The UNION ALL operator, unlike UNION, does not remove duplicate rows. It simply concatenates the results of the SELECT statements without performing any distinct operation. This makes it faster than UNION, especially when dealing with large datasets where duplicate removal would be expensive.

Here’s the same example using UNION ALL:

SELECT column1, column2 FROM table1
UNION ALL
SELECT column1, column2 FROM table2;

If both table1 and table2 contain the same row, that row will appear multiple times in the combined result set, once for each occurrence in the original tables.

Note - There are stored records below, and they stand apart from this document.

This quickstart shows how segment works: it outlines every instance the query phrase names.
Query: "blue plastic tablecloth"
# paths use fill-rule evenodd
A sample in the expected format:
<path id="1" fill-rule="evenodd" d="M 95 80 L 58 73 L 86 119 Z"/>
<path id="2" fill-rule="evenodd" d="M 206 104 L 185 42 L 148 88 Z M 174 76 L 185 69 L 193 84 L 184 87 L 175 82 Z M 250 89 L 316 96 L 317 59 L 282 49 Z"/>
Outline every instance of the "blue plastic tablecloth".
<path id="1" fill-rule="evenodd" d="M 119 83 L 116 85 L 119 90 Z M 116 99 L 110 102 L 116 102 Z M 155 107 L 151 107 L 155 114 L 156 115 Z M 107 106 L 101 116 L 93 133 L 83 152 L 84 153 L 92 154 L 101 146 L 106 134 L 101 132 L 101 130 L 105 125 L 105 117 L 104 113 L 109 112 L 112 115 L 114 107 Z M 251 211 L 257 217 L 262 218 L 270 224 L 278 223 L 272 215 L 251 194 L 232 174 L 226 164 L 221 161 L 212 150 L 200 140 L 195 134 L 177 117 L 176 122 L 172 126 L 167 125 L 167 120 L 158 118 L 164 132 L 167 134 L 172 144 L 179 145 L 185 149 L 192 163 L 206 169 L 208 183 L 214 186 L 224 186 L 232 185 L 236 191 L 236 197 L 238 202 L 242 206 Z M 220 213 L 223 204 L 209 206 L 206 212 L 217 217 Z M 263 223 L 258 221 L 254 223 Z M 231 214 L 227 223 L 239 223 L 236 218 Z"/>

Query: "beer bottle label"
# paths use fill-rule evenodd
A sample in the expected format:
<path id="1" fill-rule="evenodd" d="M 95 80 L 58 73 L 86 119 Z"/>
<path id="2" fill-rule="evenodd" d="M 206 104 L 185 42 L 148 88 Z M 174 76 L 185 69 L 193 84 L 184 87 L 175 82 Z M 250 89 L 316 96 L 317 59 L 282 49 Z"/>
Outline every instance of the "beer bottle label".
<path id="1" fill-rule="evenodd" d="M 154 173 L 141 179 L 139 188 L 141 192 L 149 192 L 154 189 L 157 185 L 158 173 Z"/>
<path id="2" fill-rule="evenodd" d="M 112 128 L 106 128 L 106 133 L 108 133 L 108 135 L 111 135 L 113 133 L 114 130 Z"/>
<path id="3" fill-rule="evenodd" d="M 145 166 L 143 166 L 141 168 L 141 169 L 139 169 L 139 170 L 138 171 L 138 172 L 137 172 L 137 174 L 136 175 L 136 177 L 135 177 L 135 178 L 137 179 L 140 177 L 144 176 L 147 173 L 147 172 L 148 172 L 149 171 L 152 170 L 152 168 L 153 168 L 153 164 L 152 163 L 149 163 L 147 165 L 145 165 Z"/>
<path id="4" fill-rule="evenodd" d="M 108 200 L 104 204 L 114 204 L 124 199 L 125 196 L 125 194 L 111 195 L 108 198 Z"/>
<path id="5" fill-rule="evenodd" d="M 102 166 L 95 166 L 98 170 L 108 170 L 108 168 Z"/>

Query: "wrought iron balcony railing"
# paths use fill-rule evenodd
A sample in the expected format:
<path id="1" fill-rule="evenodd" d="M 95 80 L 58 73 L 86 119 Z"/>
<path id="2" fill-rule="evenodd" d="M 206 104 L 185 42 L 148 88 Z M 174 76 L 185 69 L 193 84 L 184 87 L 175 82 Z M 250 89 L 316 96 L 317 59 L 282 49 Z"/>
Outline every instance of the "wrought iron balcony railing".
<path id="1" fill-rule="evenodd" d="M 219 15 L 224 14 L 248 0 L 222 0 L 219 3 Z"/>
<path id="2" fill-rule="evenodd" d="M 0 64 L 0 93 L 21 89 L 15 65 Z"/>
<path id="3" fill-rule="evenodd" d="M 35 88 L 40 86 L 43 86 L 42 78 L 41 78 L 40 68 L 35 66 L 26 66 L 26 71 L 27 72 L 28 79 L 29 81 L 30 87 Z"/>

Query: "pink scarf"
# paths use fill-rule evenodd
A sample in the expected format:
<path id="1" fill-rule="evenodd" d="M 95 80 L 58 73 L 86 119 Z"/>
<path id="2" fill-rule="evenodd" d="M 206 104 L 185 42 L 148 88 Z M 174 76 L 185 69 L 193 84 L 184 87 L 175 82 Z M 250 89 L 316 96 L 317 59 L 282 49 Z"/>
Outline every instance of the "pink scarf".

Performance Considerations

UNION: The duplicate removal process in UNION involves sorting and comparing rows, which can be computationally expensive, especially for large datasets.
UNION ALL: UNION ALL is generally faster because it avoids the duplicate removal step. If you are certain that the SELECT statements will not produce duplicate rows, or if duplicates are acceptable in your application, UNION ALL is the preferred choice.

Example Scenario

Imagine you have two tables: Employees and Contractors. Both tables have columns for FirstName, LastName, and Email. You want to create a list of all people (employees and contractors) and their emails.

-- Employees Table (simplified)
CREATE TABLE Employees (
    FirstName VARCHAR(50),
    LastName VARCHAR(50),
    Email VARCHAR(100)
);

-- Contractors Table (simplified)
CREATE TABLE Contractors (
    FirstName VARCHAR(50),
    LastName VARCHAR(50),
    Email VARCHAR(100)
);

-- Combining the lists (removing duplicates)
SELECT FirstName, LastName, Email FROM Employees
UNION
SELECT FirstName, LastName, Email FROM Contractors;

-- Combining the lists (keeping duplicates)
SELECT FirstName, LastName, Email FROM Employees
UNION ALL
SELECT FirstName, LastName, Email FROM Contractors;

If a person exists in both tables, UNION will return them only once, while UNION ALL will return them twice.

Data Type Compatibility

While the examples use straightforward data types, be aware that complex data types like BLOBs (Binary Large Objects) or CLOBs (Character Large Objects) might have limitations with UNION in certain database systems. UNION ALL often provides broader compatibility in these cases.